2017-18:   Next to appear on the Duke campus were  four one-and-doners in Marvin Bagley, Wendell Carter, Trevon Duval, and Gary Trent. Bagley was indisputably the top recruit in the nation, with the other three rating very highly also. Duke’s regular season record was a respectable 29-8, and the team was able to advance to the Elite Eight before being defeated in overtime by a fine Kansas team. An image difficult to forget was Wendell Carter’s obvious despair when he didn’t play at his best and was called for his fifth on a questionable blocking foul with three minutes left in overtime.

So, how successful has Coach K’s transition been to recruiting the very top players in the nation every year—virtually assured to only remain for a year?  Well, it has resulted in one national championship. Some great programs have yet to ever win it all, so from that standpoint, Duke has done well enough.
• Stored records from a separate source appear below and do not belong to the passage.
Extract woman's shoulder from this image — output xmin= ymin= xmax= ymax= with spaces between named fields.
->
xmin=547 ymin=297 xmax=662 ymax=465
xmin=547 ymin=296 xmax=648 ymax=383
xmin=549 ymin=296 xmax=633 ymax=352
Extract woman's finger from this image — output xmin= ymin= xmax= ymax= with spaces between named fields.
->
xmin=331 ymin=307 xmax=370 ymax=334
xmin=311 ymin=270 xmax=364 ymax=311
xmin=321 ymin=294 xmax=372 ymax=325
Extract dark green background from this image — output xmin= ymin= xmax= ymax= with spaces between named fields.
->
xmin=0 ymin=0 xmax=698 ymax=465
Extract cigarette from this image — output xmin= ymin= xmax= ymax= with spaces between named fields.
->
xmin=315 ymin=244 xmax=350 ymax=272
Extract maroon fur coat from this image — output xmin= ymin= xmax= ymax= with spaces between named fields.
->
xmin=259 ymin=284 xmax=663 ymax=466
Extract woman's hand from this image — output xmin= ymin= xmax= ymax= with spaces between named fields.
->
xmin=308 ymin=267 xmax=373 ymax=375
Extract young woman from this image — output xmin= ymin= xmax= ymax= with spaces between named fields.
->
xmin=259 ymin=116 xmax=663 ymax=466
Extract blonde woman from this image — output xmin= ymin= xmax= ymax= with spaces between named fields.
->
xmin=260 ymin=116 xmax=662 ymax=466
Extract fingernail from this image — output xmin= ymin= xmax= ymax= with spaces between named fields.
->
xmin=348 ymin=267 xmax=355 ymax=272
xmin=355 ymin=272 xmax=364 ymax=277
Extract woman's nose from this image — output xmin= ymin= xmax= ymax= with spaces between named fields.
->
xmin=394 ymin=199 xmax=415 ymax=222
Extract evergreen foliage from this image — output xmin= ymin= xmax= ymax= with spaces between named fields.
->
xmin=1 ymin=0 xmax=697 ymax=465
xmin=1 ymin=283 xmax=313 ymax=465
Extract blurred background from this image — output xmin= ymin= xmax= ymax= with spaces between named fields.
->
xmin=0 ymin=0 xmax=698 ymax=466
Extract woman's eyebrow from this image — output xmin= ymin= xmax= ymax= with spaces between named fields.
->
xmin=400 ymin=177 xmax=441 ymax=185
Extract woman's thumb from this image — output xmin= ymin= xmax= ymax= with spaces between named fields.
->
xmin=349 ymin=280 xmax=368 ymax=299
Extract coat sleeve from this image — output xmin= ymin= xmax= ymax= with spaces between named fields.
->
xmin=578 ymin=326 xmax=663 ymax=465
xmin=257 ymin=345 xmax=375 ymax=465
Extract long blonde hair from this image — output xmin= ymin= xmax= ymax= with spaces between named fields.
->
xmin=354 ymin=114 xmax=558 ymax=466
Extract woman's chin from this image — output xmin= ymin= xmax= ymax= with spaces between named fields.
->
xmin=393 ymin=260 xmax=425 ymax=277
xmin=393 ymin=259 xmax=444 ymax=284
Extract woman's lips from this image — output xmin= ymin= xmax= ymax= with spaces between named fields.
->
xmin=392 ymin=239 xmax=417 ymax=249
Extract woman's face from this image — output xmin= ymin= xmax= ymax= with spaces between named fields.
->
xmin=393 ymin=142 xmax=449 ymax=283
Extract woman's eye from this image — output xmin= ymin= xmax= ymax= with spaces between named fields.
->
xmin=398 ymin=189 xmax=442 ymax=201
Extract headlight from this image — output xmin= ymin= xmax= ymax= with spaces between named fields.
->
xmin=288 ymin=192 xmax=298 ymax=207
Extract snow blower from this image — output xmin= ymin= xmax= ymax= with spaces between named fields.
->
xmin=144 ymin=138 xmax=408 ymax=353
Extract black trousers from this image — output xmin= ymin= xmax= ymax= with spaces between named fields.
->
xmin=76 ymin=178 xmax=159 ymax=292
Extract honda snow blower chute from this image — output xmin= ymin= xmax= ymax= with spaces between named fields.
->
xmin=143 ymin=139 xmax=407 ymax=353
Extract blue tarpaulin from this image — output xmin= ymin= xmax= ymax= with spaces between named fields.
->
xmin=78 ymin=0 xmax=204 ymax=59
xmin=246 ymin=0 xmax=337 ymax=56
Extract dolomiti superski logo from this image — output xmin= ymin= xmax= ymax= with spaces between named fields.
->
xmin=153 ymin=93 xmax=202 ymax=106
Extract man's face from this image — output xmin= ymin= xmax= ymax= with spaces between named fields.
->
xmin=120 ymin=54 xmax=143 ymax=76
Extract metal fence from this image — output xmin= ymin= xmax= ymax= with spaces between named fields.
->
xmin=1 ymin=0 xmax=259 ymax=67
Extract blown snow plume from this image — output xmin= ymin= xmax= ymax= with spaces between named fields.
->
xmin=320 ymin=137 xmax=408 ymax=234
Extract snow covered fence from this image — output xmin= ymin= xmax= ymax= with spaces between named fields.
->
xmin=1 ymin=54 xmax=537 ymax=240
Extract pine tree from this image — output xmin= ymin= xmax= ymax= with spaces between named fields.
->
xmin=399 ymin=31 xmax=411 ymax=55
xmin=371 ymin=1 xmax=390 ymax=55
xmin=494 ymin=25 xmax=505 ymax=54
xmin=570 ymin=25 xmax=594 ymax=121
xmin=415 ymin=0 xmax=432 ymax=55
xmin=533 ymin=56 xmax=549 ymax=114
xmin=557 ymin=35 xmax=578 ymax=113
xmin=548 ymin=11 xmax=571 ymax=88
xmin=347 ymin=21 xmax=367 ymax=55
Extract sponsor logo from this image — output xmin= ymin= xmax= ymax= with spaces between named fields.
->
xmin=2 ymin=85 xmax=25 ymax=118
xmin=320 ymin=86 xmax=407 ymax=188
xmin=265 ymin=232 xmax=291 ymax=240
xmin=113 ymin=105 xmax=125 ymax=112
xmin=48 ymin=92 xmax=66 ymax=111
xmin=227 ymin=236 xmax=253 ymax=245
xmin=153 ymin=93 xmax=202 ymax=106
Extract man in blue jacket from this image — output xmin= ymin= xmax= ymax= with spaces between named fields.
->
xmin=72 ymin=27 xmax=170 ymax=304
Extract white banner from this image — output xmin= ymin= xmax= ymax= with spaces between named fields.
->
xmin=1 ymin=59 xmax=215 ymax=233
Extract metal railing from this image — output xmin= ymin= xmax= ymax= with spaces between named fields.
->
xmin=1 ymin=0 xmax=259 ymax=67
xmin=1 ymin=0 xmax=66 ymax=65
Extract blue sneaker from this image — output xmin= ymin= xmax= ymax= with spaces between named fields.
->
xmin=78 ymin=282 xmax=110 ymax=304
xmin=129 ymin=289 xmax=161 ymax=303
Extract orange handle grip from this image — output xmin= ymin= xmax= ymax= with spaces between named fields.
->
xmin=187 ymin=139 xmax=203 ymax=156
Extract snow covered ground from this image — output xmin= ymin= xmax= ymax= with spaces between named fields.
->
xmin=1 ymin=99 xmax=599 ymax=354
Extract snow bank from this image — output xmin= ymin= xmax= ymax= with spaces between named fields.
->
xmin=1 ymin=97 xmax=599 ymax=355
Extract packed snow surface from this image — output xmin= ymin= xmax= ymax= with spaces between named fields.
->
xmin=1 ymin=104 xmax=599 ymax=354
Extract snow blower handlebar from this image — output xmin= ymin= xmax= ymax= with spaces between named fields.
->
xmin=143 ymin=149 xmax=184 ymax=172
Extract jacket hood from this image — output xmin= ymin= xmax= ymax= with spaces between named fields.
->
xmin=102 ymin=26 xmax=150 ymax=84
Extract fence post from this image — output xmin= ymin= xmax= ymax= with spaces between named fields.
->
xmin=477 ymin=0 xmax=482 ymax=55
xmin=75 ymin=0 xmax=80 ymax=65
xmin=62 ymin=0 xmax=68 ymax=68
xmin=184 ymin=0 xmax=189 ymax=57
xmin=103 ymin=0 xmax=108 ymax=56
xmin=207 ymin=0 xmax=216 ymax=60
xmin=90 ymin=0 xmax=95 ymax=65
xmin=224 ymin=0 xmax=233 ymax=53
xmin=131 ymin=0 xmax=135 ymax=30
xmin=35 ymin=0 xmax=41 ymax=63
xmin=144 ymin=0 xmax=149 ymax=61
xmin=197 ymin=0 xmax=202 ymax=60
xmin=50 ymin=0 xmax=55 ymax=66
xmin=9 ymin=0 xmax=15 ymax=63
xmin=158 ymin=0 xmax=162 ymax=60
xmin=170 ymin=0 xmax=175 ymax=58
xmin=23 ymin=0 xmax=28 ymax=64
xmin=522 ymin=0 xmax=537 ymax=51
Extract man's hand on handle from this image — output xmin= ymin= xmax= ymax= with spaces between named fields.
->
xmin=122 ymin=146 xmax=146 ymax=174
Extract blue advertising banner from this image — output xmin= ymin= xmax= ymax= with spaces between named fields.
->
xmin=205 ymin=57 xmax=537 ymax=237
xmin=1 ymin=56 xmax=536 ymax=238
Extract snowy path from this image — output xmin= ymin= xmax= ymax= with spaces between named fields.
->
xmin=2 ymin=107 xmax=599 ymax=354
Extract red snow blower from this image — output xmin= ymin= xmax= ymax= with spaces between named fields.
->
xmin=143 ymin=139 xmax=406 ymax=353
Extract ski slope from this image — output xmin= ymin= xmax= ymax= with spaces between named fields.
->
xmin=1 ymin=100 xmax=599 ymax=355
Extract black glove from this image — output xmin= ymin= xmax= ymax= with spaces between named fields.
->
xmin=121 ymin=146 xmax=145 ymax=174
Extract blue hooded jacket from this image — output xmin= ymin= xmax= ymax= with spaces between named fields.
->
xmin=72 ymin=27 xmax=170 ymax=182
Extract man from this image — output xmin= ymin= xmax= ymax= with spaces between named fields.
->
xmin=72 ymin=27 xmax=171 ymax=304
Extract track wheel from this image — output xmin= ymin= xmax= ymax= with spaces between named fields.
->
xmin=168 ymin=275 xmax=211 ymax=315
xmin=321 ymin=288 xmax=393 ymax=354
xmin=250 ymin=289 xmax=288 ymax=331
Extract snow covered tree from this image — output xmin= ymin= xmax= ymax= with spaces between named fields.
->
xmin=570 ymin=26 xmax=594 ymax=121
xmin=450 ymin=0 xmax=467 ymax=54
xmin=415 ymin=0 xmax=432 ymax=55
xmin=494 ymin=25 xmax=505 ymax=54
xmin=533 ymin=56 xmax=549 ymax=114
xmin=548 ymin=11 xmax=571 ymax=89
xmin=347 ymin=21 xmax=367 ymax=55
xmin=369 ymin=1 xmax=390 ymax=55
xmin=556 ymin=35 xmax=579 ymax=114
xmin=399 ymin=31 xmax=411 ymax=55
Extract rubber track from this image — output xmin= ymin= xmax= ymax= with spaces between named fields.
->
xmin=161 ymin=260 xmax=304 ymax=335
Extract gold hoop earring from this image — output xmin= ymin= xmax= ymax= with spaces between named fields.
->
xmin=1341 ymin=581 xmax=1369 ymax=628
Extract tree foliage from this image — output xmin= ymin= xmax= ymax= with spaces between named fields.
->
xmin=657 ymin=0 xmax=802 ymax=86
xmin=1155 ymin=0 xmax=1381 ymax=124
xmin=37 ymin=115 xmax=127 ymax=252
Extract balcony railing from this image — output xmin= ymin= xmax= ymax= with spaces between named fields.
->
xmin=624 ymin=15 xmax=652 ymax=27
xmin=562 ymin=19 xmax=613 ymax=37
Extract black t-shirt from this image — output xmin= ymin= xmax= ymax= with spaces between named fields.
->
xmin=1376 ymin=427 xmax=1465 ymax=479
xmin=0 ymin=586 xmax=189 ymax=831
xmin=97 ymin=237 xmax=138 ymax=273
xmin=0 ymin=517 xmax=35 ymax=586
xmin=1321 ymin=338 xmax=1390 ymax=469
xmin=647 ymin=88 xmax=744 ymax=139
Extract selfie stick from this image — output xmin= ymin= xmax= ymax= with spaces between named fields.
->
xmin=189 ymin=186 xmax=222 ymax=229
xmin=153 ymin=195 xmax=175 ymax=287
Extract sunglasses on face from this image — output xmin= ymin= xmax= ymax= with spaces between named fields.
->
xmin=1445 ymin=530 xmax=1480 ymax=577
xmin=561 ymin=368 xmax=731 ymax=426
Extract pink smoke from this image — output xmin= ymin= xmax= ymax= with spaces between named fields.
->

Perhaps as a talking point for those opposing the NBA conveyer belt, immediately before moving in the one-and-done direction, Duke won it all in 2010. However, Coach K has definitely continued the winning tradition at Duke using this approach.

This coming season Duke will have arguably the most talented group of freshmen he has ever recruited. They feature the first, second, and third ranked players in the nation, as well as the number one point guard in the class.  Barring unforeseen problems or injuries, it surely appears that this offers Coach the top class and one of the best opportunities so far of taking an NBA lottery team to a national championship. This season could be a great proving ground for what top one-and-doners can achieve.